Landry fashioned himself as a budget cutter while in Congress. (Bill Clark/CQ Roll Call File Photo)

Former Rep. Jeff Landry rode a tea party wave into office in 2010, but was the odd Republican out in Louisiana's 2012 redistricting, a maverick mostly abandoned by the establishment in his member-on-member loss to GOP Rep. Charles Boustany Jr.  

Fast forward three years and Landry has the party's support in his bid to knock off Republican Attorney General Buddy Caldwell in Saturday's run-off election. He even has some Democrats jumping in to take up his cause. "I am proud to be the official Republican candidate for Attorney General. And I look forward to earning the trust and votes of Democrat, Republican, and Independent voters in Louisiana,” the former congressman said in a statement acknowledging the state GOP's endorsement last month.  

That perhaps wasn't a huge shock. Caldwell is a former Democrat who first won the AG slot in 2007. He became a Republican in 2011, and won re-election unopposed that year. While he has been endorsed by a wide swath of Louisiana's law enforcement community, the GOP establishment decided to go with Landry.  

"Jeff Landry is the Republican in the Attorney General’s race," state party Chairman Roger Villere said in the endorsement statement. Landry boasts other establishment support on his Facebook page, including from House Majority Whip Steve Scalise, R-La., as well as fellow tea party favorites such as Rep.

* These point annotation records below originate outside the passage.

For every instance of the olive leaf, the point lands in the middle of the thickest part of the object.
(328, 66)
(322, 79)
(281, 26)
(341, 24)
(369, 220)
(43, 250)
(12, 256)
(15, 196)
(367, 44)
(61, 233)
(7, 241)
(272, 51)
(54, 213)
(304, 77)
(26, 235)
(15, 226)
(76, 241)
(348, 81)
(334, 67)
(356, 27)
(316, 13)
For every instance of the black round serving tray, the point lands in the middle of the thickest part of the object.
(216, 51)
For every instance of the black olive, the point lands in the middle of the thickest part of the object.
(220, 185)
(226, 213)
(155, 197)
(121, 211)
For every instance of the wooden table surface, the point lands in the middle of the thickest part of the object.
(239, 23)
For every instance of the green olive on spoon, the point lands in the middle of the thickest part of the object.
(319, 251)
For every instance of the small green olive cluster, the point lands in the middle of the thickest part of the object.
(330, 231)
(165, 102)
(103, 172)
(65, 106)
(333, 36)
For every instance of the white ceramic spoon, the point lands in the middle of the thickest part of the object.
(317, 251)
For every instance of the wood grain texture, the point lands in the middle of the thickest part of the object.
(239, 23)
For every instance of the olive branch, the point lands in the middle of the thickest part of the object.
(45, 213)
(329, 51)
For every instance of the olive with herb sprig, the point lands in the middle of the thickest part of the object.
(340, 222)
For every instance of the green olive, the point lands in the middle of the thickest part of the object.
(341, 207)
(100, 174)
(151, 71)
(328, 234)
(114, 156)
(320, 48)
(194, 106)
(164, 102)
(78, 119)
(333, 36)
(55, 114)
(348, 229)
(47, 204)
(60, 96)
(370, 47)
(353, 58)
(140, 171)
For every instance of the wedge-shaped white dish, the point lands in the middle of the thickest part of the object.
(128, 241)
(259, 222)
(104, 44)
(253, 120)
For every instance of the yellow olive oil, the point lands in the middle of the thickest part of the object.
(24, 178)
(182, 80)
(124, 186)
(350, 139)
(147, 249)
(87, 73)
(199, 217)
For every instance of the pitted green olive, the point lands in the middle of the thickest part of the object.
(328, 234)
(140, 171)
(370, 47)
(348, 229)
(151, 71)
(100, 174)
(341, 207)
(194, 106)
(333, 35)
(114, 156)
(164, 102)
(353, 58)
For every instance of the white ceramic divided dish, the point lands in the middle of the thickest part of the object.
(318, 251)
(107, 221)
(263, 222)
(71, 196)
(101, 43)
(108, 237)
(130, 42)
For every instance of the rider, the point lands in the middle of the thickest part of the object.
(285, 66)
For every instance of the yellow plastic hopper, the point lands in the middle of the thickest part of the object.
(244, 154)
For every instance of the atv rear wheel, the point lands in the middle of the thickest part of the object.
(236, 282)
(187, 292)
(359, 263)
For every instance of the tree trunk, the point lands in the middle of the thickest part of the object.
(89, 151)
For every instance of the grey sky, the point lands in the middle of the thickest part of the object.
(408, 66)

John Fleming, R-La. (His Facebook page features his profile picture draped in the French flag. It's a nod to the Paris attacks of Nov. 13 — and a reminder of Landry's Cajun roots.)  

But the support of his Democratic opponent in the AG's race, Geri Broussard Baloney, who came in third in the Oct. 24 primary, is something that came as a bit of a surprise. “I truly believe that Louisiana cannot take another [four] years of Buddy Caldwell’s bad practices and policies,” Baloney said on Nov. 2, when she endorsed Landry, according to the Acadiana Advocate .  

But Louisiana politics are complicated. Sen. David Vitter, R-La., in a tight race with Democrat John Bel Edwards in Saturday's gubernatorial run-off , found that out when Lt. Gov. Jay Dardenne, a Republican who fell short in the gubernatorial primary, endorsed Edwards. Dardenne said Vitter would further damage a party dented by GOP Gov. Bobby Jindal.  

Jindal, Louisiana's outgoing two-term governor and a former House member, dropped out of the 2016 presidential race on Tuesday after failing to get his campaign off the ground . He faced criticism back home for neglecting the state in favor of his pursuit of higher office.  

Asked to comment on his base of support, Landry's media consultant, Brent Littlefield, said the former congressman gets along with political friend and foe alike. "Jeff really had a great work relationship with everybody, Democrat or Republican, regardless of political differences," Littlefield said. "He was there to do the right thing."